There is an interesting point about example code for beginners (or the lazy), vs the actual production code in the standard library.

For example the strcpy:

    void stringcopy(char *dst, const char *src) {
        int i;
        char c;
        do {
            c = *src++;
            *dst++ = c;
        } while (c != '\0');
With asm code (I've changed it to use the normal pseudo-ops):

    .section .text
    .global stringcopy
        # a0 = destination
        # a1 = source
        lb      t0, 0(a1)  # Load a char from the src
        sb      t0, 0(a0)  # Store the value of the src
        beqz    t0, 1f     # Check if it's 0
        addi    a0, a0, 1
        addi    a1, a1, 1
        j       1b
For some reason they've made the assembly language not actually a direct translation of the C code. Ironically, this has actually slowed it down. On a typical single-issue in-order core (which everything in RISC-V land is so far, except the SiFive U74 in the upcoming HiFive Unmatched and Beagle-V) this will take 7 clock cycles per byte copied, as the sb will stall for 1 cycle waiting for the lb.
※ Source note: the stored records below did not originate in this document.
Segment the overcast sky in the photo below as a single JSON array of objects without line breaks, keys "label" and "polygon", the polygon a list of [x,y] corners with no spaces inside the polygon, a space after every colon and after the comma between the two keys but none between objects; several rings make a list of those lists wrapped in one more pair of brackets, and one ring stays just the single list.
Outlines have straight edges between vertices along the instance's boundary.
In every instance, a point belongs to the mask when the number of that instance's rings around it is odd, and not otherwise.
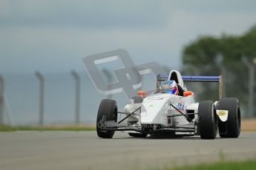
[{"label": "overcast sky", "polygon": [[256,1],[0,0],[1,72],[82,70],[82,58],[125,49],[139,64],[178,69],[198,35],[242,34]]}]

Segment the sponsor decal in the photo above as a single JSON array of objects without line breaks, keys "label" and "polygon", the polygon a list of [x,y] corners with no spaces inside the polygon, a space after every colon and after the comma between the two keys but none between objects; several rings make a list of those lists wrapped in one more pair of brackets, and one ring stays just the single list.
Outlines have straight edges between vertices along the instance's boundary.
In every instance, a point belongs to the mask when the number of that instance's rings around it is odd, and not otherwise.
[{"label": "sponsor decal", "polygon": [[218,112],[217,112],[217,115],[219,116],[226,116],[226,113],[223,110],[219,110]]},{"label": "sponsor decal", "polygon": [[176,106],[177,109],[178,109],[179,110],[184,110],[184,104],[182,104],[180,103],[179,103],[177,106]]}]

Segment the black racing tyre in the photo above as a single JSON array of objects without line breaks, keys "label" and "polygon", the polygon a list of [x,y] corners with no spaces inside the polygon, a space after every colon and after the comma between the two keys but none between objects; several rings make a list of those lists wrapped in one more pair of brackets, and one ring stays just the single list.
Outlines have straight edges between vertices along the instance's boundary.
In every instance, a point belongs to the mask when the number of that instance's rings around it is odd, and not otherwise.
[{"label": "black racing tyre", "polygon": [[146,137],[148,136],[146,133],[128,133],[128,135],[135,137]]},{"label": "black racing tyre", "polygon": [[220,132],[220,137],[238,137],[241,131],[241,115],[238,99],[222,98],[220,100],[217,109],[229,110],[227,121],[222,122],[219,120],[219,131],[226,132]]},{"label": "black racing tyre", "polygon": [[97,120],[96,132],[98,137],[102,138],[112,138],[114,131],[102,129],[106,120],[117,120],[117,106],[116,102],[111,99],[103,99],[100,102]]},{"label": "black racing tyre", "polygon": [[131,99],[134,100],[134,103],[142,103],[143,101],[143,98],[140,95],[135,95],[132,97]]},{"label": "black racing tyre", "polygon": [[202,139],[214,139],[217,131],[217,120],[214,103],[202,101],[198,106],[199,130]]}]

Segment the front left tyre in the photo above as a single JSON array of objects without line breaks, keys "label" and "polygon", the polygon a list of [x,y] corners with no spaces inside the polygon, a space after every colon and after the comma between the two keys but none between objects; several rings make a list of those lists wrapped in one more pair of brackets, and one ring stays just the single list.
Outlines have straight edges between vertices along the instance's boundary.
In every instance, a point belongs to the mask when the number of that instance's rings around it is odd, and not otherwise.
[{"label": "front left tyre", "polygon": [[108,120],[117,121],[117,106],[116,101],[103,99],[100,102],[97,119],[96,132],[98,137],[102,138],[112,138],[115,132],[114,130],[104,129],[105,123]]},{"label": "front left tyre", "polygon": [[214,103],[202,101],[198,106],[199,129],[202,139],[214,139],[217,131],[217,119]]},{"label": "front left tyre", "polygon": [[238,137],[241,131],[241,115],[238,99],[222,98],[220,100],[217,109],[229,111],[227,121],[219,120],[220,137]]}]

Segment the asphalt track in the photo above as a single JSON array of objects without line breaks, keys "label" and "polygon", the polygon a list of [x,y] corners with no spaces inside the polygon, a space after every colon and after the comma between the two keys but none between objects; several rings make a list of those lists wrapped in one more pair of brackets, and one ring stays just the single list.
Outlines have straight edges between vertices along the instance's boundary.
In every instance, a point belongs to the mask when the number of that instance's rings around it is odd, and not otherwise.
[{"label": "asphalt track", "polygon": [[152,169],[223,160],[256,158],[256,132],[237,139],[134,138],[117,132],[113,139],[96,132],[0,133],[0,169]]}]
If they'd at least put the first addi between the lb and sb that would save a cycle. But keeping it organized the same as the C code would reduce it to 5 clock cycles per byte:

    .section .text
    .global stringcopy
        # a0 = destination
        # a1 = source
        lb      t0, 0(a1)  # Load a char from the src
        addi    a0, a0, 1
        sb      t0, 0(a0)  # Store the value of the src
        addi    a1, a1, 1
        bneqz   t0, 1b     # Repeat if not 0
That's shorter and faster for any string with at least one character before the NULL. (I'm ignoring branch prediction here as it will affect both equally)

So there you have 40% faster code just by sticking more closely to the C code.

The author has called this function stringcopy not strcpy which is probably a good thing because it doesn't meet the contract for strcpy -- the return value for strcpy is the start of the destination buffer i.e. return with a0 unchanged from how you found it. The code should copy a0 to somewhere else ... anything from a2..a7 or t1..t6 (since t0 is already used) and then work with that register instead of a0.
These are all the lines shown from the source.